BAHARI GÖRMEDEN YAZ GELDİ GEÇTİ, KIŞ GELDİ!

Ortalık güllük gülistanlık deniyor ya…

Kime göre, neye göre?

Toz pembe tablolar çiziliyor ya…

O tablonun altında Koronadan perişan olanlar, Koronanın vurduğu savurduğu, işini gücünü elinden aldığı, hayallerini paramparça ettiği insanlar yok.

İşsiz kalanlar yok… Asgari ücretliler yok. Emekliler yok…

Bu yıl insanımız için baharı görmeden yaz geldi geçti.

Sonbaharı bilmeden kış geldi çattı.

Erkin Koray’ın, “Alemin keyfi yerinde yine maşallah” diye anlattıkları bu sayılanlar içinde değil..

“Bize de bir gün kader güler, güler inşallah” dedikleri ise siz biz hepimiz.

Marketlerden eli boş dönenler. Pazara bir-iki çeşit fazladan bir şey alabilir miyim diye akşama doğru gidenler.

Bu ülkede üretici olmak kadar, tüketici olmak da zor.

Çünkü, üretici sattığından bir şey anlamıyor, üretici ise aldığından…

Birinin ürettiği ürün para etmiyor, birinin cebindeki para hiçbir şeye yetmiyor!

 

VATANDAŞIN DESTANI!

Vatandaş ayakta durmak, ayakta kalmak, hayata tutunmak konusunda destan yazıyor.

Haberi olan var mı?

Bu insanlar ne yer, ne içer, nasıl geçinir?

Faturalarını nasıl ödüyor diyen var mı?

Bu işin işinden nasıl çıkmayı başarıyor, yine de her şeye rağmen hayata nasıl tutunuyor diye merak eden var mı?

Renkli magazin haberlerinden, tatilini uzatanlardan, seçim olacak mı, olmayacak mı çekişmelerinden, atışmalardan, sataşmalardan Koronanın açtığı tahribattan insanların durumuna sıra gelecek gibi değil.

Herkes kendince kendi destanını yazma peşinde!

Kiminin aşkı dillere destan, kiminin yeni aldığı son model arabası, kimin yatıyla mavi turda ne yaptığı, kimin bilmem kaç yatak odalı evi destan oluveriyor. 

Dile hiç gelmese de, manşetlere çıkmasa da, gündem olmasa da, asgari ücretli destan yazıyor. İşsiz kalan, işini kaybeden, iş arayan destan yazıyor.

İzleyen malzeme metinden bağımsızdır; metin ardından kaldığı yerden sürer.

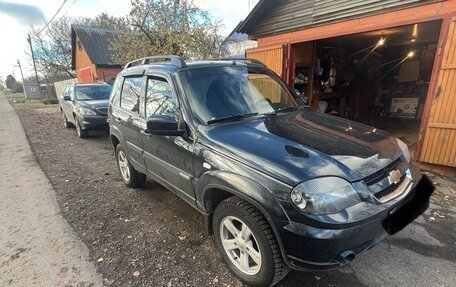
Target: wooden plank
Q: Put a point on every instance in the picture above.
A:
(442, 126)
(439, 144)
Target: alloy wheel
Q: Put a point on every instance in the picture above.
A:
(240, 245)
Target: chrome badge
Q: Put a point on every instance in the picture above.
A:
(394, 176)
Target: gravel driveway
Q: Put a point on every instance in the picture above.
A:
(149, 237)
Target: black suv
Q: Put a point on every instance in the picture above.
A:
(85, 106)
(281, 186)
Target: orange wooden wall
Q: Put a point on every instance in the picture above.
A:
(439, 144)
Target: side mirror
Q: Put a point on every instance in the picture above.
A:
(163, 125)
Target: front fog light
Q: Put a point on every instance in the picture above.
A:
(324, 195)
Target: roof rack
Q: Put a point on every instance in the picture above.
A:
(164, 59)
(251, 60)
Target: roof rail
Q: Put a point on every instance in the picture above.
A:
(251, 60)
(163, 59)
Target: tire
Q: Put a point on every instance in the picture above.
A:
(81, 133)
(131, 177)
(66, 123)
(255, 243)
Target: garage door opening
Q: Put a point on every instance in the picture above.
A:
(380, 78)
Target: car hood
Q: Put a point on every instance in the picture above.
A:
(95, 103)
(304, 144)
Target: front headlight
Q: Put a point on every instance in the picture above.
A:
(404, 149)
(324, 195)
(86, 112)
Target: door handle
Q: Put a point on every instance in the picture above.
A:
(146, 134)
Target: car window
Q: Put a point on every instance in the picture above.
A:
(160, 99)
(115, 92)
(71, 92)
(219, 92)
(64, 92)
(92, 92)
(131, 93)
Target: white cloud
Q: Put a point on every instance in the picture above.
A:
(13, 35)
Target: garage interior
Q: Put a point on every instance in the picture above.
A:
(379, 78)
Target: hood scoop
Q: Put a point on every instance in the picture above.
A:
(296, 152)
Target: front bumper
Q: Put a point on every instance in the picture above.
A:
(307, 247)
(94, 122)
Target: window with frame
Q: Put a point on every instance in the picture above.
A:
(160, 99)
(115, 92)
(131, 94)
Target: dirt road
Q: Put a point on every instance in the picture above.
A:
(37, 246)
(149, 237)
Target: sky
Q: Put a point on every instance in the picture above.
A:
(16, 18)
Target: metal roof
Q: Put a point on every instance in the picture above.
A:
(96, 41)
(273, 17)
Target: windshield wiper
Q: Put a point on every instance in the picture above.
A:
(287, 109)
(232, 117)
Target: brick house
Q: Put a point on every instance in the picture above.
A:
(389, 64)
(91, 56)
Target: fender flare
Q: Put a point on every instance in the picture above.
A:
(242, 187)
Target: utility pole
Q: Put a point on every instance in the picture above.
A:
(20, 68)
(34, 66)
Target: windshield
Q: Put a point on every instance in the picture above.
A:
(221, 92)
(92, 92)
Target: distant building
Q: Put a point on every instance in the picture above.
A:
(235, 44)
(31, 91)
(91, 56)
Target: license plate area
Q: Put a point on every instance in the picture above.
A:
(414, 206)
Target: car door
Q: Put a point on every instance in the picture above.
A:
(168, 158)
(128, 118)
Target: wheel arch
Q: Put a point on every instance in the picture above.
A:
(215, 186)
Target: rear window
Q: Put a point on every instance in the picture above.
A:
(93, 92)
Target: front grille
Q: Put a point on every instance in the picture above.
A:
(382, 173)
(392, 188)
(103, 111)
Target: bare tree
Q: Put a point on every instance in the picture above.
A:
(52, 47)
(168, 27)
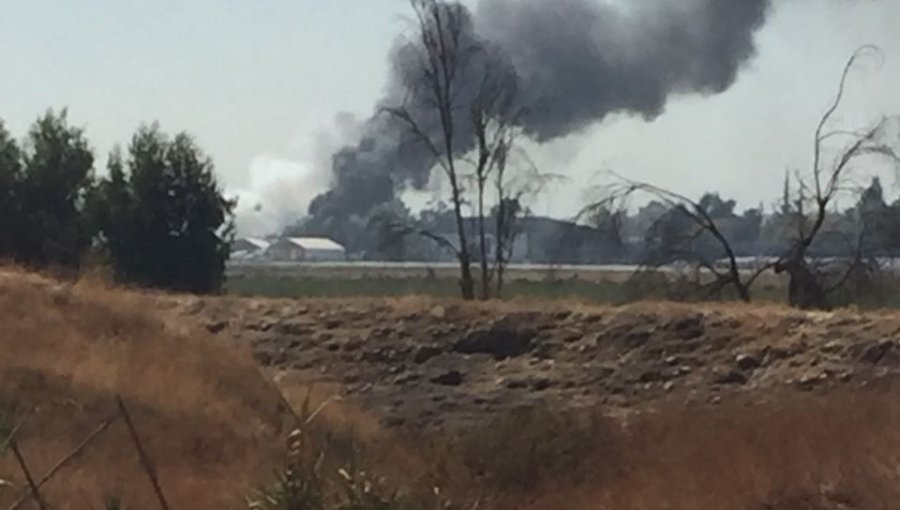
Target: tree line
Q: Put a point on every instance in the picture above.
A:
(158, 218)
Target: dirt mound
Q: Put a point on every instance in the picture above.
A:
(209, 419)
(434, 363)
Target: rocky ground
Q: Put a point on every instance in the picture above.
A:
(441, 364)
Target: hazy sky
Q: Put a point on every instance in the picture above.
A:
(268, 86)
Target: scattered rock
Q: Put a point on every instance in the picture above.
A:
(650, 376)
(833, 347)
(406, 378)
(216, 327)
(873, 354)
(448, 378)
(688, 328)
(748, 361)
(293, 327)
(732, 377)
(540, 384)
(424, 353)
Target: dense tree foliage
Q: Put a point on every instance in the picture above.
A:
(49, 194)
(162, 216)
(158, 217)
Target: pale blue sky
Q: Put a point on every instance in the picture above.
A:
(260, 84)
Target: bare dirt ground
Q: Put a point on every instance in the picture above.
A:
(672, 406)
(421, 363)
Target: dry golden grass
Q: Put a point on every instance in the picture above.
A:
(212, 424)
(210, 420)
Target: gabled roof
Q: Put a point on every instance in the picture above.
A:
(315, 243)
(261, 244)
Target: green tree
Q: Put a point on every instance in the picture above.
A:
(165, 222)
(10, 173)
(57, 174)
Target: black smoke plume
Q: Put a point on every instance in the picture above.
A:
(576, 61)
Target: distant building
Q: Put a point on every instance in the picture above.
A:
(306, 249)
(249, 248)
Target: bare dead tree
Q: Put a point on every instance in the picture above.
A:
(515, 179)
(702, 221)
(442, 52)
(826, 181)
(494, 117)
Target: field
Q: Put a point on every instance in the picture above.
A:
(594, 284)
(524, 405)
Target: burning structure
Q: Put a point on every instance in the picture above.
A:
(572, 63)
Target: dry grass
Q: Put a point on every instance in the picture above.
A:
(792, 451)
(210, 420)
(213, 425)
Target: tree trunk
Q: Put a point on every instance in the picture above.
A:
(804, 289)
(466, 283)
(485, 275)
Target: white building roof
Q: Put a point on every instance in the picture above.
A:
(262, 244)
(316, 243)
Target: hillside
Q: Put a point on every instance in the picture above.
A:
(519, 405)
(209, 420)
(422, 362)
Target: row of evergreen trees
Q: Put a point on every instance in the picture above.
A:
(158, 216)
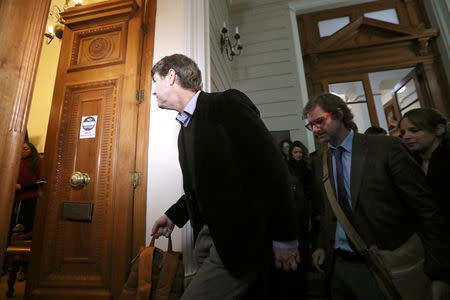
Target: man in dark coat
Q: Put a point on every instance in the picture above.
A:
(237, 195)
(384, 194)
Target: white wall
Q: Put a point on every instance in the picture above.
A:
(267, 68)
(439, 14)
(220, 65)
(164, 173)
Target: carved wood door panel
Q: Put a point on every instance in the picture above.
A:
(82, 241)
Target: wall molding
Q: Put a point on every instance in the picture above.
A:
(196, 32)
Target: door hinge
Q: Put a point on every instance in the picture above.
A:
(136, 179)
(140, 96)
(145, 27)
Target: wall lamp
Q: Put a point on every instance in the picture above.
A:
(57, 29)
(231, 49)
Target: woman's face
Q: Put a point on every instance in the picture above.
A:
(26, 151)
(286, 148)
(417, 140)
(297, 153)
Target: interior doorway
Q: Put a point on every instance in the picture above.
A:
(378, 56)
(379, 98)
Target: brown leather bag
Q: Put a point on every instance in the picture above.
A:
(155, 274)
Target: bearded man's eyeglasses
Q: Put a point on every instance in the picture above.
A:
(317, 122)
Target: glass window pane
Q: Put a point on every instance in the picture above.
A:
(360, 116)
(407, 94)
(328, 27)
(352, 92)
(412, 106)
(386, 15)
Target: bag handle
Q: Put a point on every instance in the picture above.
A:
(373, 259)
(169, 245)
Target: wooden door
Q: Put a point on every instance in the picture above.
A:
(83, 238)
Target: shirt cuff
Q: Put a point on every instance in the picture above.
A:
(286, 245)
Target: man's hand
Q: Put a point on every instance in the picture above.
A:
(163, 226)
(318, 258)
(288, 259)
(440, 290)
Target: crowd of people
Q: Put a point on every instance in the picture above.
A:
(262, 220)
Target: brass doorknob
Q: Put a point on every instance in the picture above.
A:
(79, 180)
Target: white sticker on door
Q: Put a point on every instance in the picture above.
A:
(88, 127)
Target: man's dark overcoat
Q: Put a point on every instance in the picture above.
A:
(241, 187)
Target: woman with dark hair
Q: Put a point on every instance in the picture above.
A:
(284, 147)
(292, 285)
(425, 133)
(27, 187)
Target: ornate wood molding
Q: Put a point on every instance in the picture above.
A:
(366, 32)
(112, 9)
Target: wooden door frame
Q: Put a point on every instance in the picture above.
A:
(367, 45)
(17, 56)
(22, 24)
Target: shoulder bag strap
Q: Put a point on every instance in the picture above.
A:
(382, 273)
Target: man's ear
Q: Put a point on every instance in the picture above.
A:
(339, 115)
(440, 130)
(172, 76)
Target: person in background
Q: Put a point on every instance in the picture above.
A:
(375, 130)
(284, 147)
(384, 194)
(238, 200)
(425, 133)
(27, 188)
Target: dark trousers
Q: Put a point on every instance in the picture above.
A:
(352, 280)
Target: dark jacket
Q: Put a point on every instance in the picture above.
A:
(438, 176)
(241, 183)
(390, 201)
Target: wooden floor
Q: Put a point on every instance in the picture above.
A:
(19, 289)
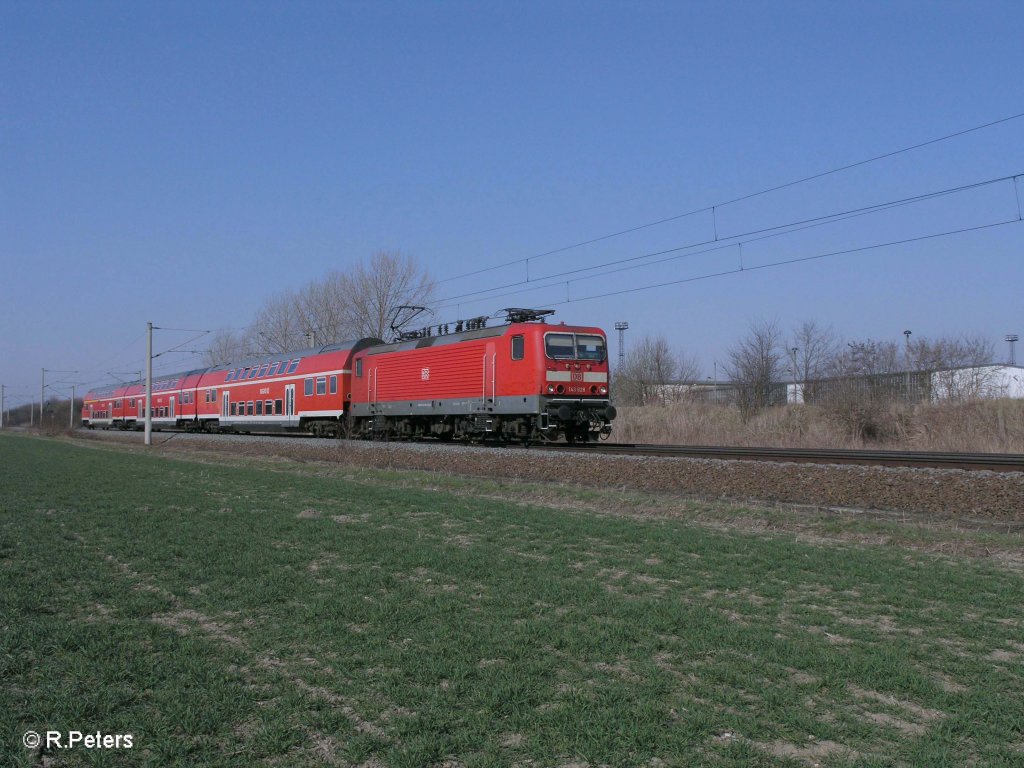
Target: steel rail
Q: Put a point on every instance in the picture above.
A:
(912, 459)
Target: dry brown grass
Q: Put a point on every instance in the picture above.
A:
(986, 426)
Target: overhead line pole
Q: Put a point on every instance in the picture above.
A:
(148, 384)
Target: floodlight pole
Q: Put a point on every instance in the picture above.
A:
(148, 384)
(622, 327)
(1012, 339)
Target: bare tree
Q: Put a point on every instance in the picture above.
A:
(375, 291)
(755, 364)
(225, 346)
(342, 305)
(649, 371)
(868, 378)
(958, 366)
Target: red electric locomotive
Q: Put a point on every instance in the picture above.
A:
(526, 380)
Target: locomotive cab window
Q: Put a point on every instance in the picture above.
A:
(559, 346)
(590, 347)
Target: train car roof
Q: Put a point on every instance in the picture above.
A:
(479, 333)
(341, 346)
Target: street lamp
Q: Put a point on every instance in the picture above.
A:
(906, 354)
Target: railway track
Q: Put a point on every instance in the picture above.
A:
(919, 460)
(913, 460)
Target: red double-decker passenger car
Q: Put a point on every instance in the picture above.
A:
(525, 380)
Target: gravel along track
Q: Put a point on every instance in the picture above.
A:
(995, 495)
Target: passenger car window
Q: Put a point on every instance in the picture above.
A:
(590, 347)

Emekli destan yazıyor.

Lafla değil, “-ecek” ve “-acak” diye cümlelerle değil.

İnsanımız sokak ekonomisinin bütün çıkmazlarına, imkansızlıklarına rağmen, Koronaya rağmen, maddi sıkıntılarına rağmen ayakta kalmaya devam ederek destan yazıyor.

Bunun adına destan demezler de ne derler diye destan yazıyor!

Bereket versin ki, aileler bütün kurumlardan çok daha fazla teyakkuzda…

Olan olmayanla paylaşmaya çalışıyor neyi var, neyi yoksa..

Aile boyu destanlar yazılıyor…

Sülale boyu isimsiz kahramanlıklar gösteriliyor.

Bu destan yazmayı gören, hisseden, biz bu insanlara nasıl destek olabiliriz, nasıl ellerinden tutabiliriz diyen yok mu?

 

VATANDAŞ NE HALDE DİYEN VAR MI?

Bu yıl Koronadan daha çok fırsatçılardan çektik. İnsanların hallerini bildikleri halde hiç acımadılar insanımıza, halende de acımamaya, vicdansızlık yapmaya devam ediyorlar.

Gören yok! Bakan yok! İlgilenen yok! Kolunu büken yok!

Sen ne yapıyorsun diye, ticaretten men eden yok!

Sevgili TÜİK, uzaklara gitme…

En yakın sıradan bir markete gir…

Bir viyol yumurta kaç lira diye, Çiçek yağı kaç lira diye, Zeytinyağı kaç lira diye, normal Pirinç kaç lira diye, Mercimek kaç lira diye, Kuru Fasulye kaç lira diye, Nohut kaç lira diye bir sor…

Tozşeker kaç lira diye, Çay kaç lira diye, Peynir kaç lira diye, Zeytin kaç lira diye sor Allahaşkına…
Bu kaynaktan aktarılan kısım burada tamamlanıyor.